If "novel" science is at issue, the burden of proof lies with the proponent of the scientific evidence, who must show that her novel scientific evidence meets both prongs of the Frye-Mack standard. Whether a novel scientific technique is generally accepted within the relevant scientific community oftentimes requires an evidentiary pre-trial hearing. If the "scientific technique that produces the scientific evidence is no longer novel or emerging, then the pre-trial hearing should focus on the second prong of the Frye-Mack standard."

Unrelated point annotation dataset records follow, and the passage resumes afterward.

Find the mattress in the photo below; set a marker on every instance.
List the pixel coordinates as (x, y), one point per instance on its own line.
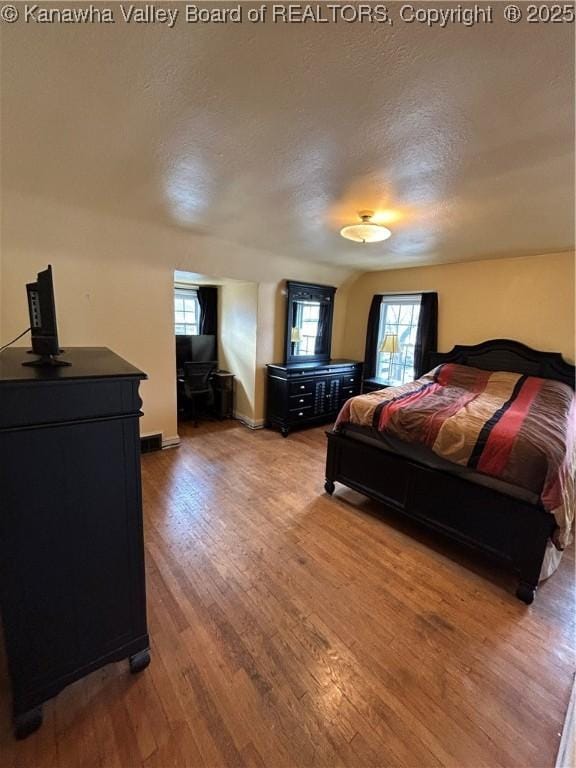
(428, 458)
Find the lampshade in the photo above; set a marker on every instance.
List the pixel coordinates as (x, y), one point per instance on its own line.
(367, 232)
(389, 344)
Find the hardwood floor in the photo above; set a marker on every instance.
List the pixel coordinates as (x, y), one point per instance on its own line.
(293, 629)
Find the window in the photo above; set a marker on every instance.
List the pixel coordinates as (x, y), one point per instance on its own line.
(307, 318)
(186, 312)
(398, 317)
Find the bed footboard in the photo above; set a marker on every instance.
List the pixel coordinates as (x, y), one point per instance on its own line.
(501, 526)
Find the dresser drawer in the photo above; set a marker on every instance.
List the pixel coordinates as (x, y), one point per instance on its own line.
(351, 379)
(348, 391)
(297, 402)
(300, 387)
(300, 414)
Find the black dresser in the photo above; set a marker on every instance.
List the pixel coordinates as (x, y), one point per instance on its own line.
(308, 394)
(72, 590)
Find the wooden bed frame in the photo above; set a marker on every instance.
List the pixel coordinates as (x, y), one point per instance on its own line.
(499, 525)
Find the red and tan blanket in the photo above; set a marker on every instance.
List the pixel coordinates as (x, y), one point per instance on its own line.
(520, 429)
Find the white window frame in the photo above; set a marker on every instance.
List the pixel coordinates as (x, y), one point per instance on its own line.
(186, 311)
(398, 368)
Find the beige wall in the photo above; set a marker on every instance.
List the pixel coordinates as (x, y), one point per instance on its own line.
(114, 281)
(237, 340)
(528, 299)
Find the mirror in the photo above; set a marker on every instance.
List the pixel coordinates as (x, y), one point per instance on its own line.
(309, 322)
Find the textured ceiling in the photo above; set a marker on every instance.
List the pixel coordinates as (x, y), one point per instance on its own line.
(273, 136)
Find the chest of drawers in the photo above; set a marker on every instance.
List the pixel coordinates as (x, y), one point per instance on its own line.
(308, 394)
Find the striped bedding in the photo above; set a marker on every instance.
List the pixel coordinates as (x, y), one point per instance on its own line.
(520, 429)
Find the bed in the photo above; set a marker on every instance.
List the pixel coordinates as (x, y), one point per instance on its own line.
(495, 517)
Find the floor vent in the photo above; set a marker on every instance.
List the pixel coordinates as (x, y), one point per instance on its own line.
(150, 443)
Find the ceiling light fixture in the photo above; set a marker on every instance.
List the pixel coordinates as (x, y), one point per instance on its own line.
(367, 232)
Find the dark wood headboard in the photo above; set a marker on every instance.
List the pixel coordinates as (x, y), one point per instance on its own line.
(508, 355)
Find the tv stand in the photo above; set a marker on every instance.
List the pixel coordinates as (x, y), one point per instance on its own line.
(46, 361)
(72, 589)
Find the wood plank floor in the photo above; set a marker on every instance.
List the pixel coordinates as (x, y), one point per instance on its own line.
(293, 629)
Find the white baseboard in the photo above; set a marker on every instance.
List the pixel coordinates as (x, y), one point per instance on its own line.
(248, 422)
(567, 751)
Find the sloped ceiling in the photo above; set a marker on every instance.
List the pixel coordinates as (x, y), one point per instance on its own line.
(275, 135)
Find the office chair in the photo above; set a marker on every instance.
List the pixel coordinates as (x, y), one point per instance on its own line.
(197, 384)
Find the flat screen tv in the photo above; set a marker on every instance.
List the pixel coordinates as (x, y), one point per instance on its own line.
(43, 328)
(195, 349)
(203, 348)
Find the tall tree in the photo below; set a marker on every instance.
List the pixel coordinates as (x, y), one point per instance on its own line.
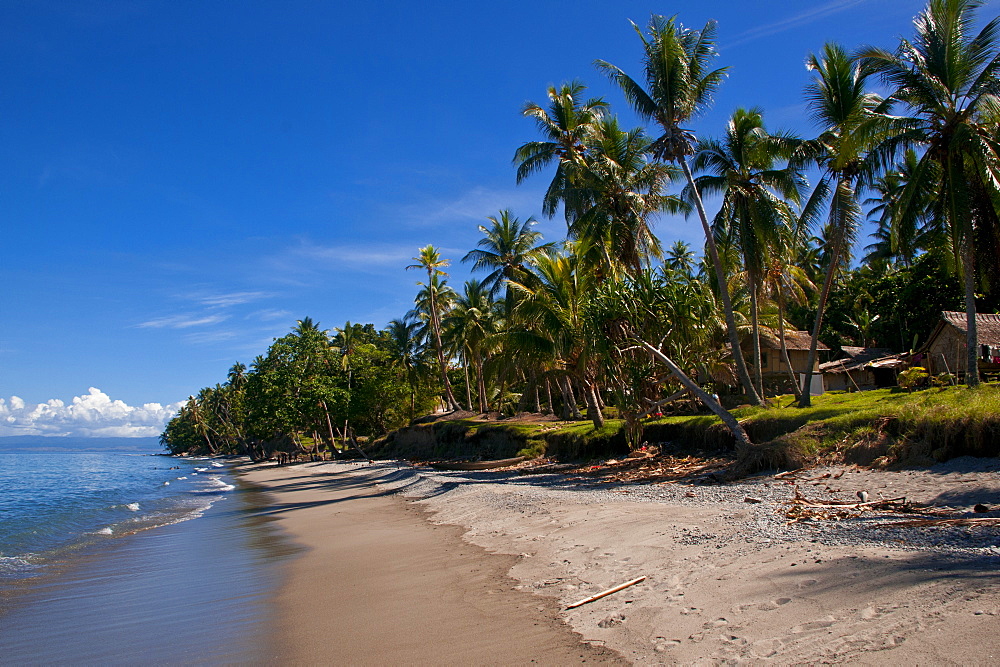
(507, 250)
(617, 189)
(949, 80)
(430, 260)
(565, 126)
(848, 115)
(680, 83)
(407, 354)
(744, 168)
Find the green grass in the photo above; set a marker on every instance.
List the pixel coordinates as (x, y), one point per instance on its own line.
(881, 427)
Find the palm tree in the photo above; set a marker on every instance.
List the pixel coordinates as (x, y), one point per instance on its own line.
(680, 259)
(469, 324)
(838, 102)
(742, 168)
(430, 260)
(507, 250)
(949, 80)
(899, 238)
(785, 280)
(549, 324)
(566, 126)
(677, 63)
(407, 353)
(616, 190)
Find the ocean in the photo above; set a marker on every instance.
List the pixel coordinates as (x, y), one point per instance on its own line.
(112, 554)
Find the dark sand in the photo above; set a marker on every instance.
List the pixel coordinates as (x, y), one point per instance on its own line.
(380, 584)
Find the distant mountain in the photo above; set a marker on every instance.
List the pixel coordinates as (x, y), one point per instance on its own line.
(39, 443)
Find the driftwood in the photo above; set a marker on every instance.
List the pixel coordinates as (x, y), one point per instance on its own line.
(943, 521)
(478, 465)
(605, 593)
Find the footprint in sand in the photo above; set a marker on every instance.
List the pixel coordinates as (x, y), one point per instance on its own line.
(814, 625)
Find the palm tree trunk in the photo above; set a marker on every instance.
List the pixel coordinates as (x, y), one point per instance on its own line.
(594, 413)
(743, 443)
(468, 384)
(804, 398)
(784, 348)
(757, 370)
(481, 383)
(727, 304)
(436, 324)
(972, 334)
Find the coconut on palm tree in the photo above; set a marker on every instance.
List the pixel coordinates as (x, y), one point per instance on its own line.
(948, 79)
(565, 126)
(680, 82)
(849, 117)
(743, 167)
(430, 260)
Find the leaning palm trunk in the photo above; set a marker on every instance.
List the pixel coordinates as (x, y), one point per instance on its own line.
(972, 334)
(436, 324)
(593, 407)
(468, 385)
(757, 370)
(743, 443)
(784, 348)
(727, 304)
(804, 397)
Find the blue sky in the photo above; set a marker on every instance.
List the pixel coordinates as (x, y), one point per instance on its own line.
(184, 180)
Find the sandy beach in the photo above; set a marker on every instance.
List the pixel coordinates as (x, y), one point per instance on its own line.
(414, 566)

Because of the evidentiary requirements of a Frye-Mack hearing, the motions may be more effective at summary judgment rather than the motion in limine stage. Counsel may use the information statement and discovery conference to schedule deadlines for expert disclosures, motion, and possibly Frye-Mack hearings. If a Frye-Mack hearing occurs, a practitioner must be prepared to present through affidavit or testimony that her expert's techniques have gained acceptance in the relevant scientific community. Unfortunately, there are ambiguities in the Minnesota case law as to how to determine the relevant field, whether "general acceptance" requires a consensus, and how a consensus is proven (e.g., majority, substantial minority?). All of these questions require careful planning before submitting an expert report on novel scientific issues. If these issues are not anticipated in advance, then you may find yourself with no expert and with no feasible way to win at trial.